Mobilisation massive contre la suppression d'un poste d'enseignant à Pays-de-Belvès
Les élus et les parents d'élèves de Pays-de-Belvès se mobilisent activement pour contester la suppression d'un poste d'enseignant au sein du regroupement pédagogique intercommunal. Une pétition lancée récemment a déjà recueilli plus de 400 signatures, témoignant d'une inquiétude grandissante au sein de la communauté locale.
Un risque de fermeture de classe dénoncé
Le risque de fermeture d'une classe au sein du regroupement pédagogique intercommunal avec Sagelat avait été évoqué en début d'année par l'inspection académique. Ce sujet sensible avait d'ailleurs été relayé durant la campagne des municipales par Roselyne Vuadel-Lefebvre, désormais maire de Pays-de-Belvès. L'école du village compte actuellement plusieurs classes à double niveau, comme le CP-CE1.
Si l'inspection académique supprime effectivement un poste d'enseignant, il faudra répartir les élèves dans les classes restantes. La conséquence directe serait l'apparition de classes à triple niveau, de type CP-CE1-CE2, ce qui entraînerait des difficultés évidentes tant pour les enfants que pour les enseignants.
De plus, plusieurs élèves nécessitant une attention particulière seraient pénalisés par cette décision, jugée injuste par la population alors que les effectifs du RPI sont stables avec 129 élèves. Cette situation soulève des questions fondamentales sur la qualité de l'éducation en milieu rural.
Une mobilisation politique et citoyenne sans précédent
Une pétition, lancée lundi 23 mars au soir, recueille déjà 444 signatures. Spontanément, les élus ont soutenu l'établissement et s'opposent fermement à la suppression du poste. Germinal Peiro, président du Département de la Dordogne, présent sur place, s'est joint à sa binôme Patricia Lafon-Gauthier pour soutenir les parents d'élèves.
L'édile Roselyne Vuadel-Lefebvre apporte également un soutien sans faille aux familles inquiètes et mobilisées. Didier Da Rocha, premier adjoint, souligne de son côté l'importance d'une nouvelle inscription en CP d'une famille récemment installée, démontrant ainsi la vitalité de l'école locale.
« Une classe perdue, c'est de la richesse perdue et une dégradation de l'éducation », déplore Claudine Le Barbier, deuxième adjointe à Pays-de-Belvès. Cette déclaration résume l'état d'esprit des opposants à cette mesure.
Appel à la mobilisation continue
Les parents d'élèves invitent les citoyens à signer la pétition vendredi 27 mars devant l'école à 16 h 30, ainsi que sur le marché samedi 28 mars à partir de 10 heures.

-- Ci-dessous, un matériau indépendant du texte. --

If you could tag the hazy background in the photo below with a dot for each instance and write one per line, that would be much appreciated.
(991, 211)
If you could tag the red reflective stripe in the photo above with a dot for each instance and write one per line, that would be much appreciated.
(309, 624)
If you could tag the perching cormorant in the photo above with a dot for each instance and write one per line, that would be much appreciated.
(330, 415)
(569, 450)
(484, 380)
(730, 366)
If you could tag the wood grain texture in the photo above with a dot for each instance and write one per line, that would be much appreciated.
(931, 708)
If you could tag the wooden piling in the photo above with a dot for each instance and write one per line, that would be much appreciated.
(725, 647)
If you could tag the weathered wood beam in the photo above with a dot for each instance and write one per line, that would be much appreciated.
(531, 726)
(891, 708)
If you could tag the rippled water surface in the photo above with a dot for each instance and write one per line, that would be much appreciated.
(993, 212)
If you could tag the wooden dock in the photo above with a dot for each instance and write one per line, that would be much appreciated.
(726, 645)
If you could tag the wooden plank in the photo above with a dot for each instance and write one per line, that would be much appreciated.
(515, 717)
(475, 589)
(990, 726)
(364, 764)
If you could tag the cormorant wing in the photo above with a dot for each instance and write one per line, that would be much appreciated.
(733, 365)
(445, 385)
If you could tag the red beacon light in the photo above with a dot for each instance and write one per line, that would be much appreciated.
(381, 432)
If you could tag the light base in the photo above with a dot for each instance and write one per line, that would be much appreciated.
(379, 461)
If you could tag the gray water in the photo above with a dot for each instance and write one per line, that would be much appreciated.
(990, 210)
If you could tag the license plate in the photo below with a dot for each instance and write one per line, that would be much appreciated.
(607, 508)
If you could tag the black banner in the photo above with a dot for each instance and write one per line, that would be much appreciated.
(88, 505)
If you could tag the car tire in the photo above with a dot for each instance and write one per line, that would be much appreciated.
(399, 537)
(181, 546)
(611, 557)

Cette double initiative vise à maximiser la participation de la population et à faire entendre la voix des familles concernées.
La mobilisation s'organise autour de plusieurs axes :
- Collecte de signatures pour la pétition
- Présence physique devant l'établissement scolaire
- Information des citoyens sur les marchés locaux
- Soutien politique transversal
Cette affaire dépasse le simple cadre local et pose des questions plus larges sur l'avenir de l'éducation dans les zones rurales. Les acteurs locaux espèrent que leur mobilisation portera ses fruits et permettra de préserver la qualité de l'enseignement pour les 129 élèves du regroupement pédagogique intercommunal.